"Besok jadi kan?" Zaya langsung bertanya kerika Dinaya masuk Villa dengan wajah merona. Tepatnya merah merona."Hm?" Dinaya tidak fokus.
"Besok jadi ke pantai?" Pipit mencoba sabar dengan sikap bego Dinaya yang mereka berdua sudah tau alasannya.
"Ke pantai?" Dinaya masih ga fokus.
"Ternyata efek dari ciuman panas kalian bisa bikin lo kayak orang bego ya" sindir Zaya sambil mencibir.
"Benar, kayak orang kesambet, linglung" sindiran tambahan dari Pipit.
"Kalian ngomongin gw?" Dinaya menunjuk wajahnya dengan polos.
Plak!
"Aww!!" Dinaya mengusap dahinya yang perih akibat tepukan keras dari tangan penuh dosanya Zaya.
"Sakit begoo!" Bentak Dinaya yang masih mengusap kepalanya.
"Buat nyadarin lo. Seru ya lo, CIUMANNYA tadi?" Zaya mengangkat alisnya. Kali ini dia yakin Dinaya sudah kembali fokus. Caranya memang selalu ampuh walau sedikit ekstrim.
Wajah Dinaya memerah kembali. Ternyata sahabatnya memang melihat yang dia lakukan bersama Irfan. Dinaya malu karena dia ikut terbuai dengan ciuman Irfan. Tidak bisa dia pungkiri kalau dia sama merasakan rindu dengan apa yang dirasakan Irfan. Walau hatinya selalu berusaha menolak, namun tubuhnya tidak sependapat. Tubuhnya menerima perlakuan Irfan. Damn!
Plak..
"Aww!!" Dinaya melotot marah.
"Biar lo sadar, sekali lagi" Kali ini Pipit yang menggeplak lengan Dinaya dengan keras.

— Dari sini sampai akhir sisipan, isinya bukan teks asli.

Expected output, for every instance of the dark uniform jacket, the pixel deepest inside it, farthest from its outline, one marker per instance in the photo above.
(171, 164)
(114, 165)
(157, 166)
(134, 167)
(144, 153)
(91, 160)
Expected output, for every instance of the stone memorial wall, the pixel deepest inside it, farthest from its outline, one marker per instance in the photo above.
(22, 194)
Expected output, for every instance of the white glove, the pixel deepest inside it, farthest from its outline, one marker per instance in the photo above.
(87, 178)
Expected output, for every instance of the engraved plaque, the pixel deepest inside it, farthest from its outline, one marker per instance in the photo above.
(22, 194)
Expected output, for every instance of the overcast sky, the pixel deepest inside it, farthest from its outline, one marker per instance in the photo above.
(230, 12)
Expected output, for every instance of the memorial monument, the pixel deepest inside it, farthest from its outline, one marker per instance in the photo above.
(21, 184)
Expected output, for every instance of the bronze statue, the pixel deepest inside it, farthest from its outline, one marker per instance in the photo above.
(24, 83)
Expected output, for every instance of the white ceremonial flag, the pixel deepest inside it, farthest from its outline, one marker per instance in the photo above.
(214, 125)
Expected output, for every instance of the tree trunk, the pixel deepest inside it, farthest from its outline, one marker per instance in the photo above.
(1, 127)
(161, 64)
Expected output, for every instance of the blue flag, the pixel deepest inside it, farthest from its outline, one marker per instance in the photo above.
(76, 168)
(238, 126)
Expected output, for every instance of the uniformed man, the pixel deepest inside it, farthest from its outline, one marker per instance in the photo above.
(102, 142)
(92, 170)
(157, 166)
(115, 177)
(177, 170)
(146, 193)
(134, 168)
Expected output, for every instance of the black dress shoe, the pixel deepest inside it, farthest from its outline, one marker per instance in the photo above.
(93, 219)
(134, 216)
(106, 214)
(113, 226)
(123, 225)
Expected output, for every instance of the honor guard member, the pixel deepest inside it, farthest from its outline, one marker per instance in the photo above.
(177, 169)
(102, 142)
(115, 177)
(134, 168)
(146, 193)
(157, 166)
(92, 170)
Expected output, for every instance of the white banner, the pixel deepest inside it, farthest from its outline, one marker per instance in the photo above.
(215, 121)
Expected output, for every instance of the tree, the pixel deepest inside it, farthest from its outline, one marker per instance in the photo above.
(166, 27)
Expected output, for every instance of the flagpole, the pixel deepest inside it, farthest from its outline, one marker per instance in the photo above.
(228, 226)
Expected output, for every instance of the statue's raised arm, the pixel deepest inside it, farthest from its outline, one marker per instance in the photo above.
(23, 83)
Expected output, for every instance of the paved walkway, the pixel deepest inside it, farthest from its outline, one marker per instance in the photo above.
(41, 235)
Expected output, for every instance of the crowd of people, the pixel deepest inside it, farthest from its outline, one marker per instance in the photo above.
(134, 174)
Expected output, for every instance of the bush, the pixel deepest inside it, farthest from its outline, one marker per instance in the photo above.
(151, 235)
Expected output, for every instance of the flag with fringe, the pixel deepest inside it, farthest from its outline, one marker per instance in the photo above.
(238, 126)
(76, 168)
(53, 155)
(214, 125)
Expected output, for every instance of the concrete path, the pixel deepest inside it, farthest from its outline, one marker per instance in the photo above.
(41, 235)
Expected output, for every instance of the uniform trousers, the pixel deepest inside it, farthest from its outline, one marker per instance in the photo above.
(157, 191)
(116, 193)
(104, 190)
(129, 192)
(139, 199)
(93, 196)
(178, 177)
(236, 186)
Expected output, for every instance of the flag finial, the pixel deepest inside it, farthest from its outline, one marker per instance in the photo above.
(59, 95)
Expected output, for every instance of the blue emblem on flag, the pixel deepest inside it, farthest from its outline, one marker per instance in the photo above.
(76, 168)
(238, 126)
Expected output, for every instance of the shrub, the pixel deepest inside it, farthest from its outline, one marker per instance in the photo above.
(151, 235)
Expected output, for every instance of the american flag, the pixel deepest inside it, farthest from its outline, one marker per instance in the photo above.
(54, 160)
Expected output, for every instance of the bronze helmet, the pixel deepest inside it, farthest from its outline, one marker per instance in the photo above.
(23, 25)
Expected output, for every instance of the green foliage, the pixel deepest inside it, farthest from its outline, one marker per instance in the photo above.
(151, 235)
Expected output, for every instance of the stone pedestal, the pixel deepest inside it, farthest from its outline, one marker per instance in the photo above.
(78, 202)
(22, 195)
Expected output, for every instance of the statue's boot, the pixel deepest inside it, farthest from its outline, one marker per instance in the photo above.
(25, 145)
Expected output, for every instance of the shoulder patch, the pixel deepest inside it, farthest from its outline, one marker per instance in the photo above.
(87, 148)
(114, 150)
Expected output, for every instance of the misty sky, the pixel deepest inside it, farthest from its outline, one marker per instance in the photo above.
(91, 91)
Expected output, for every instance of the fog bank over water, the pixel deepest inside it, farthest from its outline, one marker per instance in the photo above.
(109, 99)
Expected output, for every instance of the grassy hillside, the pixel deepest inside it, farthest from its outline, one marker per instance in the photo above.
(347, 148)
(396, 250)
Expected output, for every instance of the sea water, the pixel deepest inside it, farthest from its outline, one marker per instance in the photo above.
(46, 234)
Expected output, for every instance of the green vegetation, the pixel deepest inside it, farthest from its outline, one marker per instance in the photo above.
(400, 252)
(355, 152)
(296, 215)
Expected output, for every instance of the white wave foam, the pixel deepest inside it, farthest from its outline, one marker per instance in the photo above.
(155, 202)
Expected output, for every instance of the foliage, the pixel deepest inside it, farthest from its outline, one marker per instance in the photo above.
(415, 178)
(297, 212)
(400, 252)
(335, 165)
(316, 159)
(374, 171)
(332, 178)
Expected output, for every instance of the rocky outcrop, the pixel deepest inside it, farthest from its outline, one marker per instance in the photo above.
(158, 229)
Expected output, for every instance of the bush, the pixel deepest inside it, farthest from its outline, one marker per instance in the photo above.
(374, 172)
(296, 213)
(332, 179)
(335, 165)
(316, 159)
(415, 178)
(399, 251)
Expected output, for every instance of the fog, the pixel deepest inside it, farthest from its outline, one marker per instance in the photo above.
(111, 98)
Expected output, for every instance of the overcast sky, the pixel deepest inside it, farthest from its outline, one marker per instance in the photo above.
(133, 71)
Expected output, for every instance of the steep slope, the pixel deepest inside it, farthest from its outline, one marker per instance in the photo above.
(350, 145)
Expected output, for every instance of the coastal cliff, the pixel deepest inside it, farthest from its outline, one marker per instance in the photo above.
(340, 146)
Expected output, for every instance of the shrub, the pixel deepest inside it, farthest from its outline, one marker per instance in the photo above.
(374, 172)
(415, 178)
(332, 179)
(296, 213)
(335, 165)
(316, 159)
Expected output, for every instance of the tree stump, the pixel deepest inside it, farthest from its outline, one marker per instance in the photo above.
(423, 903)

"Lembut dikit napa?!" Dinaya kesal.
"Lama! Lo nya keburu kesambet!" Pipit ikutan kesal.
Mereka berdua saling melemparkan tatapan membunuh.
"Udah, ga usah bahas ciumannya dia. Kita bahas rencana besok. Jadi pergi ke pantai atau nggak??" Zaya menengahi aksi tatap-tatapan Dinaya dan Pipit yang saling melemparkan wajah kesal.

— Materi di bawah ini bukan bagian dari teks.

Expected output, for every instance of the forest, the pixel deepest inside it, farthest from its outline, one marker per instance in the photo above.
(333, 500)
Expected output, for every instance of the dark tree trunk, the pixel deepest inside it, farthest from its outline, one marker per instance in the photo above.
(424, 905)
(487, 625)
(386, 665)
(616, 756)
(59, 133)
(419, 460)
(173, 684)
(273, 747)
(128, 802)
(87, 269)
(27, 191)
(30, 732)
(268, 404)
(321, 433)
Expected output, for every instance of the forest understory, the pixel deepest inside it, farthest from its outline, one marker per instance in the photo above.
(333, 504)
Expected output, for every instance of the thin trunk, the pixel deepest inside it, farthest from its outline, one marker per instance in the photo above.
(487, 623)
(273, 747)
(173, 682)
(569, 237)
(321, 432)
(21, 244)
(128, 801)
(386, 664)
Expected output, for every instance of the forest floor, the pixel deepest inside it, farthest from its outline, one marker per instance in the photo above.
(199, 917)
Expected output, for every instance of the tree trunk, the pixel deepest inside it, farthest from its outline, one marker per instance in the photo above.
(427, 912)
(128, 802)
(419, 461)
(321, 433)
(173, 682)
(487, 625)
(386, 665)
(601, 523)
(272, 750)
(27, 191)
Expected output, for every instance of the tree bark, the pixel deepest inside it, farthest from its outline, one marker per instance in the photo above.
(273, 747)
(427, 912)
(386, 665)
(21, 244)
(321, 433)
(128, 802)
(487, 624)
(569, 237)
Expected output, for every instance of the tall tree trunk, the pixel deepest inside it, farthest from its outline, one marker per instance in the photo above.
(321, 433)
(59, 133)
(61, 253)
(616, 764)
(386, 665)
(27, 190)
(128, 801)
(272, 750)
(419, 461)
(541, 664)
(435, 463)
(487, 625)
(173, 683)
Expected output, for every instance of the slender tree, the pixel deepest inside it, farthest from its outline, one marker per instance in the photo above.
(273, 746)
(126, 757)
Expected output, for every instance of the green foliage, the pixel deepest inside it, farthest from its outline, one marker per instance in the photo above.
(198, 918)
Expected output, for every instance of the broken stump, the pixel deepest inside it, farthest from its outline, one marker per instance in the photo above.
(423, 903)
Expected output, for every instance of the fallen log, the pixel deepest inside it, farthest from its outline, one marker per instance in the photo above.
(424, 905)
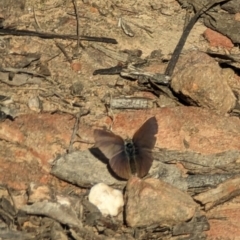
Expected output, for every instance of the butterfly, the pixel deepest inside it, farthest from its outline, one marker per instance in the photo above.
(130, 156)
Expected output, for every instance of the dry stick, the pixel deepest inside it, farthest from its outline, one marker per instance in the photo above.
(14, 32)
(61, 47)
(76, 125)
(78, 25)
(175, 56)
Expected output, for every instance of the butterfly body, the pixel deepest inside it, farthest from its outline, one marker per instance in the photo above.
(131, 156)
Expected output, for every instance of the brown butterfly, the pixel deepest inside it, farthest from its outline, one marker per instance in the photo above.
(131, 156)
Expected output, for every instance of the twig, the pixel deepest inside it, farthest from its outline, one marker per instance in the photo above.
(61, 47)
(14, 32)
(175, 56)
(76, 125)
(78, 25)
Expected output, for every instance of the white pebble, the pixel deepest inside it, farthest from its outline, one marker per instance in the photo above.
(108, 200)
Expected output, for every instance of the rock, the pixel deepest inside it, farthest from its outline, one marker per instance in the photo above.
(38, 193)
(152, 201)
(198, 80)
(108, 200)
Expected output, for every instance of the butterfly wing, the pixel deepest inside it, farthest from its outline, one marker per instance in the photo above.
(120, 165)
(144, 141)
(112, 146)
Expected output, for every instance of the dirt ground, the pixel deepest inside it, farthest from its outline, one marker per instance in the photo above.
(46, 102)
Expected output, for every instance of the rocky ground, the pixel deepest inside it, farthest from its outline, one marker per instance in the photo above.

"Jadi lahh..!! Bosen gw di sini aja" Pipit yang menyahuti pertama kali.
"Iya jadi, tapi.." Dinaya ragu mengatakannya.
"Tapi apa?" Pipit penasaran.
"Jangan bilang Irfan ikut kita?" Zaya menebak.

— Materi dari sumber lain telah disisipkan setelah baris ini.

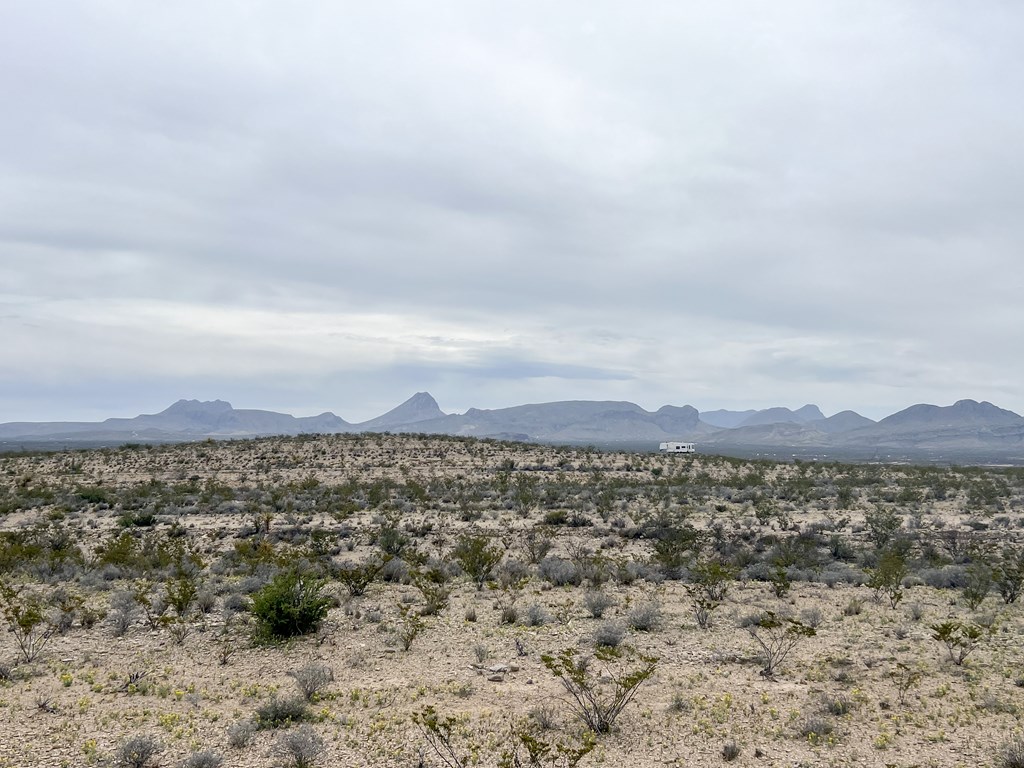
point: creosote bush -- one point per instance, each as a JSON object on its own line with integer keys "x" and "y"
{"x": 302, "y": 748}
{"x": 137, "y": 752}
{"x": 293, "y": 603}
{"x": 281, "y": 712}
{"x": 597, "y": 698}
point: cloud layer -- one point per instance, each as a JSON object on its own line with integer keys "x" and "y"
{"x": 312, "y": 206}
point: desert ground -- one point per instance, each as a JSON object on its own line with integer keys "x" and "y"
{"x": 478, "y": 602}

Dinaya mengangguk dan nyengir "boleh ga?"
"Lo niat banget ya, mau manas-manasin kita yang jomblo ini?" Zaya mendengus kesal.
"Makanya gw izin kalian dulu. Irfan nanya besok mau kemana. Pas bilang rencana kita, dia malah mau ikut. Tapi gw bilang izin kalian dulu" Dinaya jujur.
"Bawa aja"
"Loh kok?" Zaya menoleh pada Pipit yang mengabaikannya.
"Bawa aja, rame lebih seru" Pipit menyadari arti tatapan Zaya.
"Ga boleh, jangan! Gw ga setuju" Zaya tetap teguh pendirian.
"Kalo gitu kita voting!" Pipit semangat.
"No!! Ya jelas gw yang kalah" Zaya membela diri. Hello! Mereka cuma bertiga dan Pipit telah memberi kata 'yes'. Jelas Zaya kalah telak.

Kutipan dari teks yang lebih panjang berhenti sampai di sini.